Medusa: desde monstruo a ícono feminista


Catalina Arancibia Durán
Catalina Arancibia Durán
Máster en Literatura Española e Hispanoamericana

La Medusa con su cabello de serpientes y sus ojos feroces es una de las figuras mitológicas más emblemáticas del mundo griego. Aunque ocupó un lugar secundario en el imaginario de dioses y héroes, su personaje ha permanecido hasta la actualidad, ya que se ha representando infinitas veces en el arte, la literatura y el cine.

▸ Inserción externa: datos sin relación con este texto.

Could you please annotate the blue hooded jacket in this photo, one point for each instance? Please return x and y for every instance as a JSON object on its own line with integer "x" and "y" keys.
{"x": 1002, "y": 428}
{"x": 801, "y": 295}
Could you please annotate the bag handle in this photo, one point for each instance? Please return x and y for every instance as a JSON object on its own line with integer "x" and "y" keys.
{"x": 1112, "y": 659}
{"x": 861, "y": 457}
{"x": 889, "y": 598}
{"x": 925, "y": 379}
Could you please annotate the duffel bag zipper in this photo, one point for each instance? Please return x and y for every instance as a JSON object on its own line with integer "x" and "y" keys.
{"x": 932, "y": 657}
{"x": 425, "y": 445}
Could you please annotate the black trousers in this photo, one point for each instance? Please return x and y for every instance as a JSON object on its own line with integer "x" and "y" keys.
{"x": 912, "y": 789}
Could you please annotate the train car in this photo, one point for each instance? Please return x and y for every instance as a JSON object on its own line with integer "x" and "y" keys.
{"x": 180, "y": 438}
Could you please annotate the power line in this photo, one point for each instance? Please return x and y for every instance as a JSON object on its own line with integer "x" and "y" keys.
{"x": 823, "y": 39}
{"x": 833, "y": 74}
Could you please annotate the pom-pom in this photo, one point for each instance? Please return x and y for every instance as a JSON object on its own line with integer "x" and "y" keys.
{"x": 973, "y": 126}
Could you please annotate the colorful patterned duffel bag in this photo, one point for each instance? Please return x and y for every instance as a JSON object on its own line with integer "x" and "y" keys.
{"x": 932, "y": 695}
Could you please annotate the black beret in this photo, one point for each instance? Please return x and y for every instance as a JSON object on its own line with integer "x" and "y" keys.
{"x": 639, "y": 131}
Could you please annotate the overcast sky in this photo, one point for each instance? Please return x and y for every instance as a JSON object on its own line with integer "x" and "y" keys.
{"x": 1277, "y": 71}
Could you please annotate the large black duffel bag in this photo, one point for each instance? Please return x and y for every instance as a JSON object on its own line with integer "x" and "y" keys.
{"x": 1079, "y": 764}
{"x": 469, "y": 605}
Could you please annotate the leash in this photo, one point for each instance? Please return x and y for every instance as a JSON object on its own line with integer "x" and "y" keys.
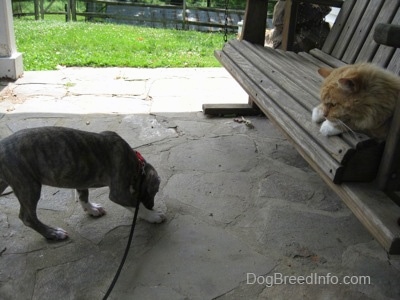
{"x": 142, "y": 164}
{"x": 128, "y": 245}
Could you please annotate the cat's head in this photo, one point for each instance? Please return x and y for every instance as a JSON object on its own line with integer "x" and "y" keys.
{"x": 340, "y": 94}
{"x": 361, "y": 96}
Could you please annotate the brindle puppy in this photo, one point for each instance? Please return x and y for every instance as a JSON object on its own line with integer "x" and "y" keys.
{"x": 69, "y": 158}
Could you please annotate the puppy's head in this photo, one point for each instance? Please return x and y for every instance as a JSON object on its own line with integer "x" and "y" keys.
{"x": 149, "y": 187}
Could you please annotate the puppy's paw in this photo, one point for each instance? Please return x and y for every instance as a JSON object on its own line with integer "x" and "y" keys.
{"x": 328, "y": 128}
{"x": 93, "y": 209}
{"x": 317, "y": 115}
{"x": 152, "y": 216}
{"x": 56, "y": 234}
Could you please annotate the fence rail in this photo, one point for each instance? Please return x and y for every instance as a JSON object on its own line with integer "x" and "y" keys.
{"x": 166, "y": 16}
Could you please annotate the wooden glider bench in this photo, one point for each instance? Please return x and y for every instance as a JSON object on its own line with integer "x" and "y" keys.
{"x": 285, "y": 86}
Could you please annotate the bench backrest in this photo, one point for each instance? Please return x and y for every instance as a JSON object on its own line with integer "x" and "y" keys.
{"x": 351, "y": 37}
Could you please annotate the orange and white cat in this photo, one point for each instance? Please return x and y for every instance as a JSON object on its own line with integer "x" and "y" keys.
{"x": 360, "y": 97}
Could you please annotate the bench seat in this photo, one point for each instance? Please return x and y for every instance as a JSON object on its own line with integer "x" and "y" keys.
{"x": 285, "y": 86}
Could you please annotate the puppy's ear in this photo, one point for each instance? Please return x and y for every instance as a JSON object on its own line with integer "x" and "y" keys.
{"x": 324, "y": 72}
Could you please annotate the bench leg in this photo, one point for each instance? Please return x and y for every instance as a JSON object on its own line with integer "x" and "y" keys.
{"x": 249, "y": 109}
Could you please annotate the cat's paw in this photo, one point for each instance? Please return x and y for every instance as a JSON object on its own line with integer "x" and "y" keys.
{"x": 317, "y": 115}
{"x": 328, "y": 128}
{"x": 93, "y": 209}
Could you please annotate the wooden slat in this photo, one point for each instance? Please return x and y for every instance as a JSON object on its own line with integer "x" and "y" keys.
{"x": 394, "y": 64}
{"x": 349, "y": 29}
{"x": 387, "y": 34}
{"x": 389, "y": 172}
{"x": 363, "y": 29}
{"x": 371, "y": 51}
{"x": 240, "y": 68}
{"x": 326, "y": 58}
{"x": 338, "y": 26}
{"x": 285, "y": 87}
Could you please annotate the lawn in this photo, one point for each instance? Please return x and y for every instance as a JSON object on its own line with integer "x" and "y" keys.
{"x": 49, "y": 43}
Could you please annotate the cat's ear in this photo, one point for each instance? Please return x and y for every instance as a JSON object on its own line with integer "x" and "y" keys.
{"x": 349, "y": 84}
{"x": 324, "y": 72}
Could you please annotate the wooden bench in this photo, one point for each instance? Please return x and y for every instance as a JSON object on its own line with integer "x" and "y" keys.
{"x": 285, "y": 86}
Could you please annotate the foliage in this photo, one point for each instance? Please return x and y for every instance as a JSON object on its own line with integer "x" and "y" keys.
{"x": 46, "y": 44}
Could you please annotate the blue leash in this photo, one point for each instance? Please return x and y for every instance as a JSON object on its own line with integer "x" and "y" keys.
{"x": 128, "y": 245}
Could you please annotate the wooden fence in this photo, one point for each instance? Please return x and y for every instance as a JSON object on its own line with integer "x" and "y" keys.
{"x": 165, "y": 16}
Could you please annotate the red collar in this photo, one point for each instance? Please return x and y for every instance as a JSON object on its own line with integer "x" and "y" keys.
{"x": 142, "y": 161}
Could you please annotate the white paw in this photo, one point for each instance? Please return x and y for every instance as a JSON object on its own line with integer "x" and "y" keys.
{"x": 328, "y": 128}
{"x": 317, "y": 114}
{"x": 93, "y": 209}
{"x": 151, "y": 216}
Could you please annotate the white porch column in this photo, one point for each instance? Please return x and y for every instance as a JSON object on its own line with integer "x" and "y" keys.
{"x": 10, "y": 60}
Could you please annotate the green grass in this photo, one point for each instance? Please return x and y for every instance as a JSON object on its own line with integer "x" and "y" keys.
{"x": 46, "y": 44}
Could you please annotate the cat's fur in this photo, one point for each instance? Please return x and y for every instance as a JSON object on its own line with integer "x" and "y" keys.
{"x": 69, "y": 158}
{"x": 360, "y": 97}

Con el tiempo ha experimentado diversas facetas. Desde un monstruo horroroso, pasó a representar la sexualidad de la mujer hasta convertirse en un ícono de los movimientos feministas.

Medusa Bernini
Medusa (1640) - Gian Lorenzo Bernini
Museos Capitolinos, Roma, Italia

¿De dónde viene Medusa?

Existen dos versiones sobre sus orígenes. La primera plantea que Medusa era hija de los dioses marinos Forcis y Ceto. Junto a sus hermanas Esteno y Euríale formaban el trío de gorgonas, monstruos que aterrorizaban por su terrible aspecto y que eran capaces de petrificar a cualquier con su mirada.

El poeta griego Hesíodo es el primero en mencionarlas en su famosa obra Teogonía, donde las relaciona con el inframundo al ser criaturas que habitan los confines de la tierra.

... y a las Gorgonas que viven al otro lado del ilustre Océano, en el confín del mundo hacia la noche, donde las Hespérides de aguda voz: Esteno, Euríale y la Medusa...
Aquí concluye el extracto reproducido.